L'affaire d'Outreau est-elle bien finie?

 LES PÉRIPÉTIES JUDICIAIRES DE FRANCK LAVIER ET DE SA FAMILLE                                                                                   

 

   On a peut-être oublié que Franck Lavier fut condamné en 2004 à une lourde peine de prison ferme (6 ans) pour viols et agressions sexuelles sur enfants, à l’issue du premier procès d’Outreau à Saint-Omer. Sa femme Sandrine étant condamnée à 3 ans.                                                  

    Après une campagne médiatique sans précédent en leur faveur, les six condamnés de Saint-Omer ayant fait appel, dont Franck Lavier et son épouse, furent acquittés en appel en décembre 2005. Généreusement indemnisés (environ 1 million d’euros pour les deux), comme tous les autres acquittés des deux procès, ils commencèrent une nouvelle vie en centre ville de Boulogne-sur-Mer, plus bourgeoise, pourrait-on dire.
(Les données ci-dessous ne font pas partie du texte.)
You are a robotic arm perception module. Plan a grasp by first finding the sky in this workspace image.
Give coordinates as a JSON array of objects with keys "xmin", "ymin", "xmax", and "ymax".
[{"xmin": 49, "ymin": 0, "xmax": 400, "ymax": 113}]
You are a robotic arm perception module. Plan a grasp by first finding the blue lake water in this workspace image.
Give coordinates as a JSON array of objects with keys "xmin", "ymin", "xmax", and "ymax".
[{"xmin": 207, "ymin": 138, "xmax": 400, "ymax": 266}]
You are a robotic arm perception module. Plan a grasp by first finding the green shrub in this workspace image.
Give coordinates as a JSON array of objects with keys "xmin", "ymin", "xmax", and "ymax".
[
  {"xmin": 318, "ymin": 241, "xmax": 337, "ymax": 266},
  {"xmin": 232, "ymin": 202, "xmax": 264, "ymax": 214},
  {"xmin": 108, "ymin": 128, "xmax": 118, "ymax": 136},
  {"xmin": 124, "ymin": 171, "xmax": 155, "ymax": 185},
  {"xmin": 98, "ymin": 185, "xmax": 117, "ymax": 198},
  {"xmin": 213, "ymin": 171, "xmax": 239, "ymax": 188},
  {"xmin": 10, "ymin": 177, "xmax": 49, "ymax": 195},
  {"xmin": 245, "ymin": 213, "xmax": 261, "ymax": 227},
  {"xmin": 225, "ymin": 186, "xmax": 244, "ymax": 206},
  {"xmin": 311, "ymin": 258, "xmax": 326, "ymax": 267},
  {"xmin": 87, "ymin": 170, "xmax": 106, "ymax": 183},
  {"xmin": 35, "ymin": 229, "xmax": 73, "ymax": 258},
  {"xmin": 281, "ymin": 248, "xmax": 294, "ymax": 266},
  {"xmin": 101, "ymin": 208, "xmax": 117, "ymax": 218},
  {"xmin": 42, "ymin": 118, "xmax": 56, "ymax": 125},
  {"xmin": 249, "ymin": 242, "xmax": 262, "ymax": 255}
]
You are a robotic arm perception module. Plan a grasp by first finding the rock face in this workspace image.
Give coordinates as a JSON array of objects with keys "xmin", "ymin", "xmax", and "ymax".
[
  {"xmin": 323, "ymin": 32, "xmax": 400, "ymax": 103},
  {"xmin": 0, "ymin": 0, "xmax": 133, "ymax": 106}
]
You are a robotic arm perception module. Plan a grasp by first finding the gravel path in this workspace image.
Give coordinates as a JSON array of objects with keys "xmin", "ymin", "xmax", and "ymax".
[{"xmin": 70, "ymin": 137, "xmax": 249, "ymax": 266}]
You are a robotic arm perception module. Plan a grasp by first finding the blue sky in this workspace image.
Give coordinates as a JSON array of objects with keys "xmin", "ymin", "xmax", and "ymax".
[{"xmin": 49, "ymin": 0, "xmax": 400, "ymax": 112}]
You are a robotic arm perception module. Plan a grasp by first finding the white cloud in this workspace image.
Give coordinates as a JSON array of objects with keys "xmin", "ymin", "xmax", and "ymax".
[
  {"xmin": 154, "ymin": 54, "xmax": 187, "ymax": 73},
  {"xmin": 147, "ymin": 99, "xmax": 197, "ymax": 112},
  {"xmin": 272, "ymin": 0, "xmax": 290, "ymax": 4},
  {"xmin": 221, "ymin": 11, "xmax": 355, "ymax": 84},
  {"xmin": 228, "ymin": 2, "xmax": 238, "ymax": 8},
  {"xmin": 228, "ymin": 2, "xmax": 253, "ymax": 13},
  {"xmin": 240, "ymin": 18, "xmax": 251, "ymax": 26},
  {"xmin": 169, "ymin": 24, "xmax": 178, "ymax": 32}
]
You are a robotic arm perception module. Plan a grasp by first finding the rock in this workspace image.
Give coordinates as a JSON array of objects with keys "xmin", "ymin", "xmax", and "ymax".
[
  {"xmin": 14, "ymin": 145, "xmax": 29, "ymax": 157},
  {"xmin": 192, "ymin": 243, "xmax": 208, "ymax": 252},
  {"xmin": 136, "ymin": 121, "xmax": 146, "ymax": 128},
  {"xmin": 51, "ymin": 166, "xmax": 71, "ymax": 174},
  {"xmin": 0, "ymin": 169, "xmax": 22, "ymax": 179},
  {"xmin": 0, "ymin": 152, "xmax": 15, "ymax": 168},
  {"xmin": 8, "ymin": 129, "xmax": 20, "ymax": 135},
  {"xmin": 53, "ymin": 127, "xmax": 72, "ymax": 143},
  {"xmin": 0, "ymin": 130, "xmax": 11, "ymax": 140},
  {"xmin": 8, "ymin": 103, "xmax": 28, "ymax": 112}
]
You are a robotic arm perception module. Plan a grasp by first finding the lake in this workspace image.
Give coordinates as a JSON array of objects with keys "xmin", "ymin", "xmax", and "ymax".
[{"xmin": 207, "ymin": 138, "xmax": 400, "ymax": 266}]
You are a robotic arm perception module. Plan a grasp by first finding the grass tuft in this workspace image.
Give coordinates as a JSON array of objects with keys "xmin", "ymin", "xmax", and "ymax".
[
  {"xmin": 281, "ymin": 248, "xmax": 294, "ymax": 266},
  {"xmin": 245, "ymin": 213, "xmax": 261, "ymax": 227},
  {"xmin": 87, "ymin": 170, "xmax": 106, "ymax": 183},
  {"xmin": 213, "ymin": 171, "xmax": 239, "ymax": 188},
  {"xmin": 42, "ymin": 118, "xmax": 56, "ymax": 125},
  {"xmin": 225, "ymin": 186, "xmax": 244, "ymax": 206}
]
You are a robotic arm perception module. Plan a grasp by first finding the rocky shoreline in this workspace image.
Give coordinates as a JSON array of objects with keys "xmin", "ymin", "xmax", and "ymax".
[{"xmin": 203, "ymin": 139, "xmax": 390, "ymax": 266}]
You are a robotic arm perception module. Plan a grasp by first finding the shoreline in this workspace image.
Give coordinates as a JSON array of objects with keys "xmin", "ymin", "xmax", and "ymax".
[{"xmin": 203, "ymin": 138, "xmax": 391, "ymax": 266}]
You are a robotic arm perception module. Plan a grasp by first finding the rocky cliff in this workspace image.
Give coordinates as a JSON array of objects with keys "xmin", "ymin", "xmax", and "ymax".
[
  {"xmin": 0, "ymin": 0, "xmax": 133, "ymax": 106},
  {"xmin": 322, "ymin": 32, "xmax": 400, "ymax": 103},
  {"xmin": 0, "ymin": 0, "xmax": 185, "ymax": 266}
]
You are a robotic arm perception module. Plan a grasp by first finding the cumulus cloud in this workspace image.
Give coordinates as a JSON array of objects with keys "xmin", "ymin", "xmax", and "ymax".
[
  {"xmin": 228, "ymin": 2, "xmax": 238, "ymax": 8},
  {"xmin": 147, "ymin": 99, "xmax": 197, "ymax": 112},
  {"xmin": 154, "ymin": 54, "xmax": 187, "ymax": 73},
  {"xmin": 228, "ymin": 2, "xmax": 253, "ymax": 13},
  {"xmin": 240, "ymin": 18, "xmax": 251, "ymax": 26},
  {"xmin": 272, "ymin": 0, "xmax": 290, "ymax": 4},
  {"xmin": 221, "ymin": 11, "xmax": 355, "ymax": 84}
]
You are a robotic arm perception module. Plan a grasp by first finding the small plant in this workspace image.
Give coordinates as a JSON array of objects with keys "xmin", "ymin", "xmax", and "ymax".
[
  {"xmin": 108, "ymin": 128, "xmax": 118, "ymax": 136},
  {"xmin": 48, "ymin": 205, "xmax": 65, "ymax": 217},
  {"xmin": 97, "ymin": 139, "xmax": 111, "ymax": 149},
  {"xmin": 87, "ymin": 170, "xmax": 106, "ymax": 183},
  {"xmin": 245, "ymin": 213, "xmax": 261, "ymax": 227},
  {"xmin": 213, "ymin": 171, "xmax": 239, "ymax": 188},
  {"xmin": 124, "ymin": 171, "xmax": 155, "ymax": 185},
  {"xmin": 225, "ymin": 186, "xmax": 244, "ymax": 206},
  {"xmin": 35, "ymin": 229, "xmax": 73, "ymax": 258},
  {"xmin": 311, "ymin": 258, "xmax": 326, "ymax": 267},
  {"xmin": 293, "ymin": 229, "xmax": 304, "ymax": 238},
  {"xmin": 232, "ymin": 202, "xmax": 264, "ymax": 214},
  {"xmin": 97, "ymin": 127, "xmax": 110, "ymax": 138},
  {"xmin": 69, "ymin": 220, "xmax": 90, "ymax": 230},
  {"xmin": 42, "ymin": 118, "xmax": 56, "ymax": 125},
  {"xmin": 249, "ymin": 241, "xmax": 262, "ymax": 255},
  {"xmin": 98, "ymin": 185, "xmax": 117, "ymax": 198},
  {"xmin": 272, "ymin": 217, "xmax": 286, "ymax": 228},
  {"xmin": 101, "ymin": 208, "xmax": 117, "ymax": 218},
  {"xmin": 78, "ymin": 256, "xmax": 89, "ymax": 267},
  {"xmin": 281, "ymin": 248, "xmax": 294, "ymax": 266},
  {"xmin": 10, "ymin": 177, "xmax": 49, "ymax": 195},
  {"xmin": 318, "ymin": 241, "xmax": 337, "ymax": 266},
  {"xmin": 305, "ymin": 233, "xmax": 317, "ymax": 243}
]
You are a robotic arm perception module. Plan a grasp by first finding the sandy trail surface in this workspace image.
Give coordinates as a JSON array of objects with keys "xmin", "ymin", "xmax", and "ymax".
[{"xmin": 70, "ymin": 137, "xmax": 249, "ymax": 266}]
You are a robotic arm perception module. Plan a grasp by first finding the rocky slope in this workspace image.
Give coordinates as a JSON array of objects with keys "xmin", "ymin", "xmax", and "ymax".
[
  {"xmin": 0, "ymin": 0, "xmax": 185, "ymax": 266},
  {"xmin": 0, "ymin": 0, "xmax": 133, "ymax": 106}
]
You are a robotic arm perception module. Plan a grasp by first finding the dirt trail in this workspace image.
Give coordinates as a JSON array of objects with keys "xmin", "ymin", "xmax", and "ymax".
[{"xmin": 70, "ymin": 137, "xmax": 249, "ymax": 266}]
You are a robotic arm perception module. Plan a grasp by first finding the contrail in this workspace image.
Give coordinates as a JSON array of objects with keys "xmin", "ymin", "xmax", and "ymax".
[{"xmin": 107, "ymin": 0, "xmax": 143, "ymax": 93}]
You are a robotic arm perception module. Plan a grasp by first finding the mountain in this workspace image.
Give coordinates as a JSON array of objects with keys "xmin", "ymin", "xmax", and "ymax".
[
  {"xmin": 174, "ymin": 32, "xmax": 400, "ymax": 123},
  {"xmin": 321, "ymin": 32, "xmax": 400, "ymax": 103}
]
            En 2011 cependant, les Lavier firent reparler d’eux, puisque condamnés[1], après la fugue de deux de leurs enfants âgés de dix et onze ans, pour « violences habituelles ». Les enfants présentaient en effet de très graves signes visibles de maltraitance physique, les genoux ouverts et couverts de plaies en raison de la punition du « manche à balai », les doigts de la petite « écrasés et tout bleus »[2]. Le Procureur de l’époque Jean-Philippe Joubert parla même, évoquant la chambre des petits, de « mouroir ». Dans la chambre occupée par une autre des filles, les policiers tombent sur un tableau d’écolier où il est écrit : « Qui entre dans cette pièce sera obligé de me sucer », signé « le maître de maison. » Une vidéo est saisie, sur laquelle on voit les adultes se livrer à des mimes d’actes sexuels, en présence des enfants. Ce qui, comme le précisera l’avocat Gilles Antonowicz, ne correspond guère au portrait de Sandrine Lavier fait par son avocat au moment du procès de Saint-Omer : « Vous parlez d’exhibitionnisme quand tout le monde dit qu’il n’y a pas plus pudique que Sandrine. »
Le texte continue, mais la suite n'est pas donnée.